Cells were counted using a computerized setup (NewCast softwareVisiopharm), connected to Olympus BX51 epifluorescent/light microscope (Olympus). The number of Nissl, CB, CR, PV and GAD67-positive cells were counted on three evenly spaced (distance 0.5 mm) coronal sections in each animal starting at 1.2 mm anterior to Bregma (Figure 1A). Separate counts were made in both the striatum and the cortex. Cortex and striatum were delineated using the computer-assisted stereology toolbox on the three sections. Counting was carried out using a counting frame that moved at evenly spaced intervals (steps) from a random starting point (determined by the NewCast software) over the total delineated area. Counting was perfumed by the investigator blinded to experimental groups. The step length was chosen so that approximately 100–200 cells in each animal were counted. The total cell number in the three sections was estimated using the following formula: Total cell number=(Counted number × Step area)/Counting frame area. From the estimated total cell number, the cell density within the sampled brain volume was determined. The data are presented as the number of cells per mm³.

The counting of GAD67+ cells, in Study 1, was performed using sagittal sections due to limited tissue availability; three evenly spaced sections (distance 0.5 mm) starting at 2.0 mm lateral from midline were used. For the cortical GAD67 counts in the sagittal sections, the areas between 1.2 mm and 0.2 mm anterior from Bregma were used in order to match coronal planes used for other assessments.

Cell volume estimates were made using the nucleator technique [40].

Serum cytokine levels were measured in rats treated with or without Ex-4 for 6 weeks. Levels of IL-1β, MCP-1, IL-6, IL-10 and TNFα were simultaneously measured using the Bio-Plex Multiplex Cytokine Assay (Bio–Rad Laboratories) according to the manufacturer's protocol. Samples below detection limit were assigned a value corresponding to half of the sensitivity of the assay (Assay sensitivity: IL-1β, 2pg/ml; MCP-1, 3pg/ml; IL-6, 10 pg/ml and TNFα, 3 pg/ml).

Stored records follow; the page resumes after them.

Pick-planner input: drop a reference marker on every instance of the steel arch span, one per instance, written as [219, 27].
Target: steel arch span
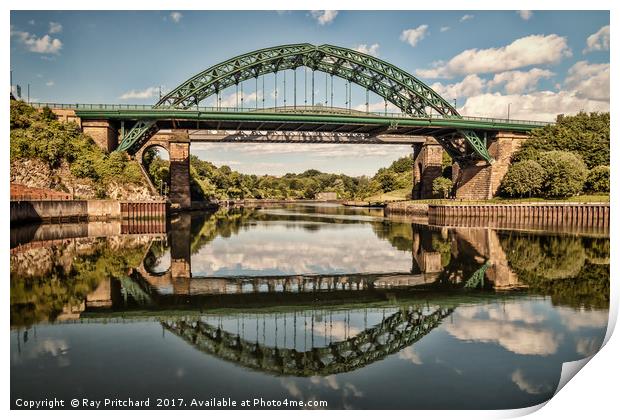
[394, 85]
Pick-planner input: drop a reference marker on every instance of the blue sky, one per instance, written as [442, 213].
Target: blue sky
[541, 63]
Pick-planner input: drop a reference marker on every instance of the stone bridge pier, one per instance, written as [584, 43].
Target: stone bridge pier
[472, 180]
[176, 143]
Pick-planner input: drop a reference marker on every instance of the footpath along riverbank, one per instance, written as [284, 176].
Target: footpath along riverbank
[533, 213]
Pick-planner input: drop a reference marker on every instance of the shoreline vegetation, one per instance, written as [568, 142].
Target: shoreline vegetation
[566, 162]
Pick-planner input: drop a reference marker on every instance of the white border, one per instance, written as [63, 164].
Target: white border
[593, 394]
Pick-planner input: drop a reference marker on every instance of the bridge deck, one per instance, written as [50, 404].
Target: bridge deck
[299, 118]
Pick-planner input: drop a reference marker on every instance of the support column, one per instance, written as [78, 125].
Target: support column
[180, 252]
[426, 167]
[480, 180]
[180, 195]
[103, 132]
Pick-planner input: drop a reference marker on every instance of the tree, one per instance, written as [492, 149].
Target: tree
[598, 179]
[386, 179]
[584, 134]
[442, 186]
[565, 173]
[523, 179]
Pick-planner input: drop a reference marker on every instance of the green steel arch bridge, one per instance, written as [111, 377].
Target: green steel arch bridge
[423, 113]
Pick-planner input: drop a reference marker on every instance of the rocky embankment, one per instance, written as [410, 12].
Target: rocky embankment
[37, 174]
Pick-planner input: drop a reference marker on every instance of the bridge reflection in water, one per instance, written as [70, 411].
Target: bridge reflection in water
[300, 296]
[315, 351]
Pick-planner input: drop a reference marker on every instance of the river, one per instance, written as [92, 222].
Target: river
[303, 303]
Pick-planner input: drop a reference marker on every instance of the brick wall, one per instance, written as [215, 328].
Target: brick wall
[426, 167]
[481, 181]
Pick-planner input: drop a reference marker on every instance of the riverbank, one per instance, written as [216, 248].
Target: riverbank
[83, 210]
[594, 215]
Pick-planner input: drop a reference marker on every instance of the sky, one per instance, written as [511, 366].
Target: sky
[537, 63]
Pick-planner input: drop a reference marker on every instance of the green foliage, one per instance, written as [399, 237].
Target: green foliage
[598, 179]
[446, 165]
[38, 135]
[47, 114]
[38, 294]
[211, 182]
[565, 174]
[585, 134]
[442, 187]
[401, 165]
[523, 179]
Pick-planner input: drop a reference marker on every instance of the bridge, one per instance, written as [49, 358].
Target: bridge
[480, 147]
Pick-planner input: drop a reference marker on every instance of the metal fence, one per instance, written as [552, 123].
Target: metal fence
[280, 110]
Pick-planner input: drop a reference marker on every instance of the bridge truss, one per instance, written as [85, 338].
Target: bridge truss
[396, 86]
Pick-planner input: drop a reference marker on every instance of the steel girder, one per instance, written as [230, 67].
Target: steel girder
[395, 85]
[138, 135]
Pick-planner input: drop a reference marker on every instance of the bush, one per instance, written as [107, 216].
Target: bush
[598, 179]
[565, 173]
[442, 186]
[523, 179]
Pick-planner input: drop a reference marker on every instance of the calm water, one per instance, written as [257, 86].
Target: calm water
[310, 303]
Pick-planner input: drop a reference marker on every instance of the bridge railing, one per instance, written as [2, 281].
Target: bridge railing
[279, 110]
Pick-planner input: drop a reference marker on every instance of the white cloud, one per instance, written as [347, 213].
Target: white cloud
[526, 51]
[598, 41]
[147, 93]
[526, 385]
[538, 106]
[324, 17]
[505, 329]
[469, 86]
[516, 81]
[55, 28]
[44, 45]
[176, 16]
[370, 50]
[589, 81]
[411, 355]
[414, 35]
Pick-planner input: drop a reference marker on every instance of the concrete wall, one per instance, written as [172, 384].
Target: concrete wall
[27, 211]
[426, 167]
[180, 194]
[103, 132]
[40, 210]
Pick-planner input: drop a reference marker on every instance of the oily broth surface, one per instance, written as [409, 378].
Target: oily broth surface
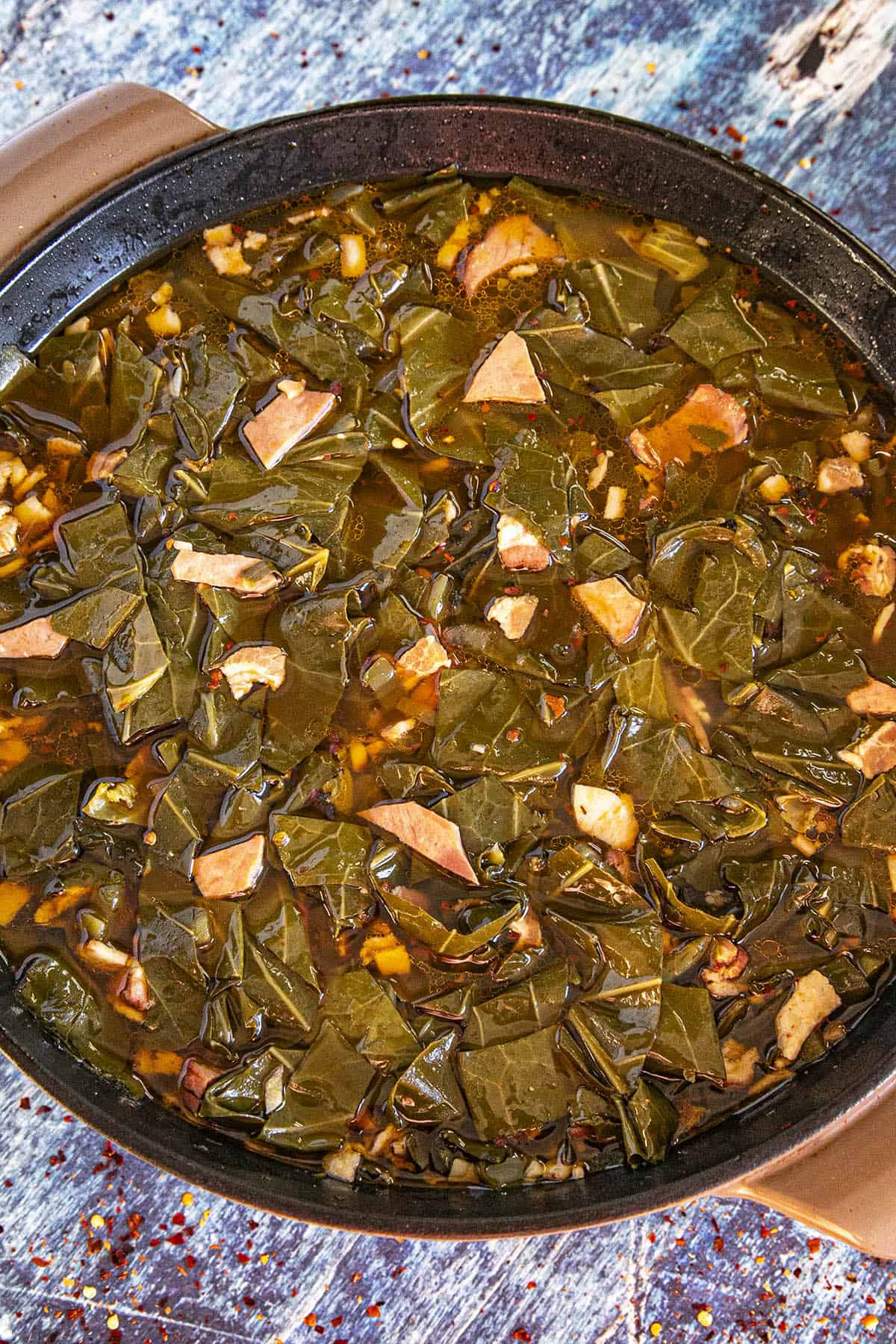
[58, 715]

Homoscedasticity (homogeneity of variance) was tested by using Breusch–Pagan test and data plotting. Shapiro–Wilk test and Q–Q plot were used to test for normal distribution of residuals. Presence of outliers was analysed using Q–Q plot and Cook's distance. In the total data set, three outliers were detected in different animals and different markers. Final statistical analysis was made using GraphPad Prism 6.

In Study 1, two-way ANOVA was used to determine whether diabetes modified the effect of normal aging observed in Wistar rats. Two-way ANOVA was followed by Tukey's multiple comparisons test to determine the differences between experimental groups. In the figures, the asterisks indicate significant differences between age groups within each strain and the hash symbol shows where the effects of aging were modified by diabetes.

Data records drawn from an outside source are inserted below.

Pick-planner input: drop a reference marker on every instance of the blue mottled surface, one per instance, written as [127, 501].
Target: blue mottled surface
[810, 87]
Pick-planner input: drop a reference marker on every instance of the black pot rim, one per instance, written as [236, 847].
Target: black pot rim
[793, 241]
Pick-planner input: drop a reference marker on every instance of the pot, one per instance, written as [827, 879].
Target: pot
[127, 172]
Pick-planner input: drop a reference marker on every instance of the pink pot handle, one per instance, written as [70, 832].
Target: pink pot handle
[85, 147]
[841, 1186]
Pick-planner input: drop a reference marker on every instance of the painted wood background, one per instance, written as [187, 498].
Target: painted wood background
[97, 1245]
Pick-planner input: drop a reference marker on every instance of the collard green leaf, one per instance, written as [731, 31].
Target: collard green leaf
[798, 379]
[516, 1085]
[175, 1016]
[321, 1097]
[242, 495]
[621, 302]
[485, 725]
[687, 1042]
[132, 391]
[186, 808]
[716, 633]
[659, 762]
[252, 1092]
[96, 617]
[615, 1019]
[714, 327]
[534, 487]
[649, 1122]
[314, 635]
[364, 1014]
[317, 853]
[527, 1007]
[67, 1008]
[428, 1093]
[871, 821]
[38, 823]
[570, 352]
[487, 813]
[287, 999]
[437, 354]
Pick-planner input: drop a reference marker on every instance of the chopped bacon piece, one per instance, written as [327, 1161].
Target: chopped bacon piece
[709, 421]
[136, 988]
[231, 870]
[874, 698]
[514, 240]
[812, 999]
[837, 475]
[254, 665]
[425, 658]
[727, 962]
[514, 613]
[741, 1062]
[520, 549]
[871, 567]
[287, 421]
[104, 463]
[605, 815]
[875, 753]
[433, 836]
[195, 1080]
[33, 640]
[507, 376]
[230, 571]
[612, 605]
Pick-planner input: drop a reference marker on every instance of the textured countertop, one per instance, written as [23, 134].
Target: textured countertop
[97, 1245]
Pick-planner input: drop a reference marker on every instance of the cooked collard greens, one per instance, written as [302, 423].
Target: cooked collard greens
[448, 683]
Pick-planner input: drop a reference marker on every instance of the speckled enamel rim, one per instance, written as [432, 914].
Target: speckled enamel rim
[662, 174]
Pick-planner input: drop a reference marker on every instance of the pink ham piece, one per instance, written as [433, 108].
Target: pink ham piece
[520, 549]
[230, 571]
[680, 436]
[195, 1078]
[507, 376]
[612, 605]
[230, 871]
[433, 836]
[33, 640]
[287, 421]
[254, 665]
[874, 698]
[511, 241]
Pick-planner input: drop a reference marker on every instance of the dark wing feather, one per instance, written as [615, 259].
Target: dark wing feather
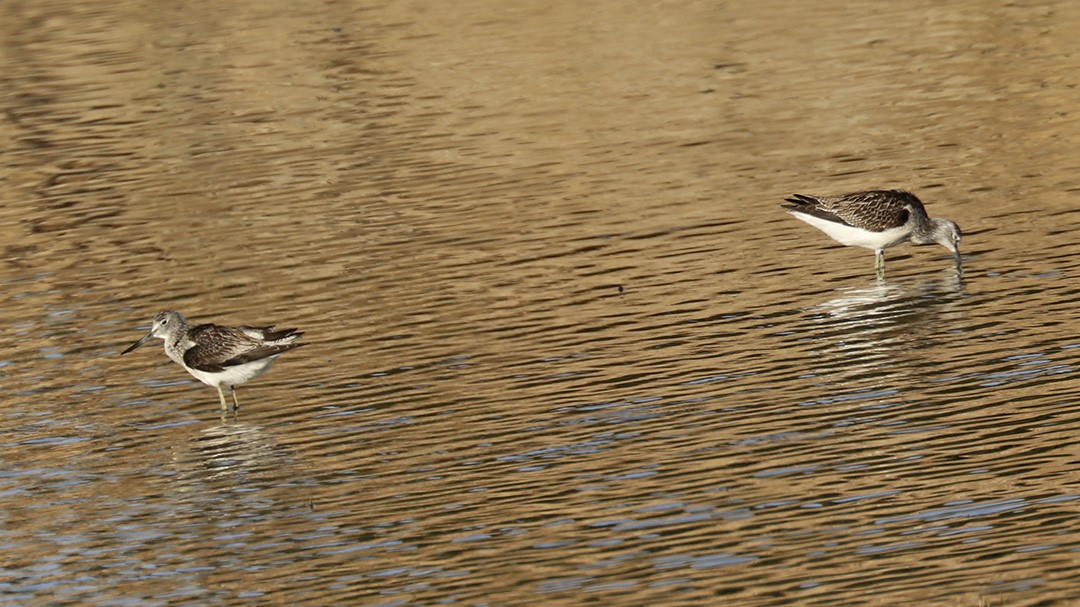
[811, 205]
[215, 346]
[259, 353]
[874, 210]
[269, 334]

In Study 2, Student's t test was used. Data are expressed as mean +/− S.D. P-value less than 0.05 was considered significant in both studies.

To quantify the density of neurons in the cortex and the striatum, the sections were stained for Nissl substance by Cresyl Violet. Since Cresyl Violet acetate also stains myelin cells, for neuron estimation only the cells with clear neuronal morphology were counted (Figure 1B). There was no change with age in the total neuronal density in either GK or Wistar rats in neocortex and striatum (Figures 1C and 1D).

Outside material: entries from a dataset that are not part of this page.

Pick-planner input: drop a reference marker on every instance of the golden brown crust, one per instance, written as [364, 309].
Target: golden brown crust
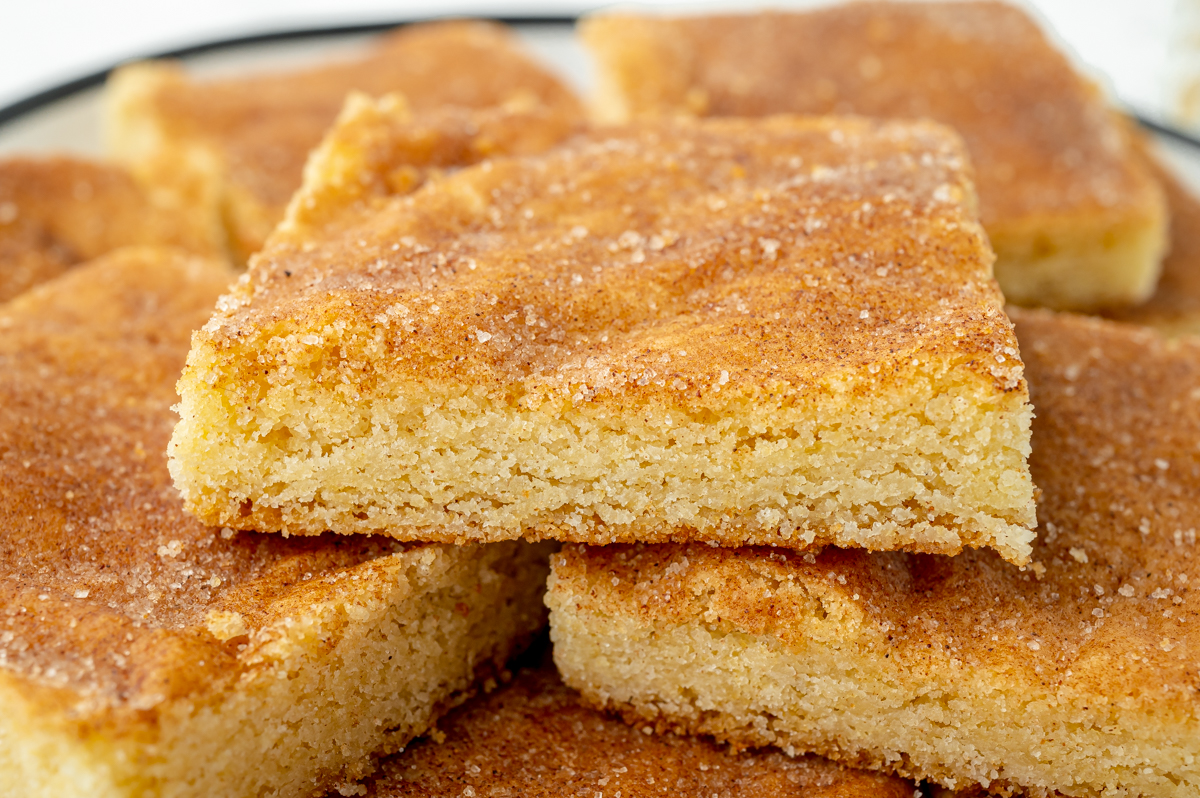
[1175, 306]
[1041, 138]
[60, 211]
[646, 262]
[1114, 445]
[1101, 629]
[813, 271]
[108, 585]
[381, 149]
[533, 738]
[259, 130]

In the neocortex, GAD67-positive cells were counted in all layers except layer 4 where intense background staining did not allow for accurate quantification. The results of the two-way ANOVA showed no statistically significant interaction between age and diabetes. However, T2D GK rats showed lower density of GAD67-positive cells in the neocortex in comparison with Wistar rats, both at 3 and at 13 months (Figures 2A and 2C) indicating a strain difference.

The result of the density measurements of GAD67-positive cells in the striatum was different compared with the neocortex. There was a significant interaction between age and diabetes in the striatum by two-way ANOVA analysis (P<0.001). In Wistar rats, the density of GAD67-positive neurons was significantly increased during aging (P<0.05) (Figures 2B and 2D). The opposite was observed in T2D GK rats, where the density of GAD67-positive neurons was significantly reduced during aging (P<0.05) (Figures 2B and 2D). These results indicate that the decreased density of GAD67-positive cells in aged GK rats was a diabetic and not an aging effect.

The assessment of the density of CB-positive neurons showed a highly significant interaction between age and diabetes in the two-way ANOVA analysis (P<0.0001) indicating the effect of diabetes on this marker. The 13-month-old GK rats showed a significant decrease in CB-positive cell density in the neocortex (approximately 45% less) compared with 3-month-old GK rats (P<0.0001), with a visible decrease in the number of neurites as well (Figures 3A and 3C). On the contrary, the Wistar rats showed no difference with age in the density of CB-positive cells (Figures 2A and 2C).

Similarly to neocortex, the test for interaction between age and diabetes in the striatum showed a significant effect of diabetes (P<0.01). The density of CB-positive neurons was reduced in 13-month-old GK rats to approximately 20% of that of 3-month-old GK rats (P ≤ 0.001) (Figures 3B and 3D). As in the cortex, no change with age was observed in Wistars (Figures 3B and 3D).

No significant change in the density of CR-positive interneurons with aging or diabetes was observed in either T2D GK or Wistar rats (Figures 4A and 3C) following the two-way ANOVA.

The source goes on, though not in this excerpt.